While today was another celebration of self-care, it happened in opposing ways. It started off with dragging my ass to yoga after my 3-hour class this morning. I really didn’t want to go, and would have much rather gone home to eat lunch and possibly take a nap.
I went anyway.
And this time, instead of judging myself in the mirror, I found a spot with a beautiful view of the mountains and nowhere near a place where my reflection would distract me.
After class I was able to go home and eat, and eventually rest for a bit. I was glad I gave myself the opportunity to move my body and then the reward of some relaxation time.
Later that evening my back began to spasm a bit, an issue I’ve been dealing with for the last week. I made the decision to care for myself again and skipped my evening class. At first I felt the twinge of guilt seep in, but was able to recognize that sitting in a class for 3 hours was not going to help the situation.
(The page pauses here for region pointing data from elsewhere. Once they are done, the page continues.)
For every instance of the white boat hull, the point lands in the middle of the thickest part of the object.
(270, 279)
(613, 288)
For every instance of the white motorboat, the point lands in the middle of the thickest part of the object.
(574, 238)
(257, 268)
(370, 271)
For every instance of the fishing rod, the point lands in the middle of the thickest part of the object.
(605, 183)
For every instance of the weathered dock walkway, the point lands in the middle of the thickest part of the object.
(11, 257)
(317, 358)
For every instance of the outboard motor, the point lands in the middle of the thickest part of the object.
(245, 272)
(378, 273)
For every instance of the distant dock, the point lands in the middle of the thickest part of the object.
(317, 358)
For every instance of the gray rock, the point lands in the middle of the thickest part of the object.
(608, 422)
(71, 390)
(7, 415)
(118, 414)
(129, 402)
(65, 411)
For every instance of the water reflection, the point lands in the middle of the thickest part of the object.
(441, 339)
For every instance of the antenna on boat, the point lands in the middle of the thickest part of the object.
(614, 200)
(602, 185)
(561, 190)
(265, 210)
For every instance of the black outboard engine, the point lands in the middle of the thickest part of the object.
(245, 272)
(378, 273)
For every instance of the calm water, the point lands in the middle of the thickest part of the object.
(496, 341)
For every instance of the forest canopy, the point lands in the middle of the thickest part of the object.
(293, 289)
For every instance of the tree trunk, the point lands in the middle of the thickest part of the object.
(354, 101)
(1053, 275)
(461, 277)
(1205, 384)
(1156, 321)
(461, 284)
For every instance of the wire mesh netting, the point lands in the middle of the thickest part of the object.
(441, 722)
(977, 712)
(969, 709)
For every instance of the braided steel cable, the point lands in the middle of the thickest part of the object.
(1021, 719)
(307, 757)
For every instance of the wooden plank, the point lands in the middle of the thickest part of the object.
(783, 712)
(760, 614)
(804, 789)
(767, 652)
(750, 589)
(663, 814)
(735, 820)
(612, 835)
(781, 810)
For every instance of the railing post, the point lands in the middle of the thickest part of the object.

Staying home and resting my back allowed for a pleasant evening. Instead of cramming food in my mouth, while frantically trying to get out the door, and feed the girls some semblance of a balanced meal, we sat down and savored our food. I also enjoyed time reading, albeit it was catching up on homework, while my daughters worked on theirs. Again, I was able to slow down and skip the chaos of leaving a 10 and 13 year-old home to fend for them selves- eat, do homework, wash up and be in bed by the time I return. Ha!
As I sit in bed writing this, still heating my back, I appreciate not having to continue chaos until late into the night. I still may be up for awhile as my teen finishes her math, but at least I know that I took the best care I could of my body today…and that is a win worth celebrating.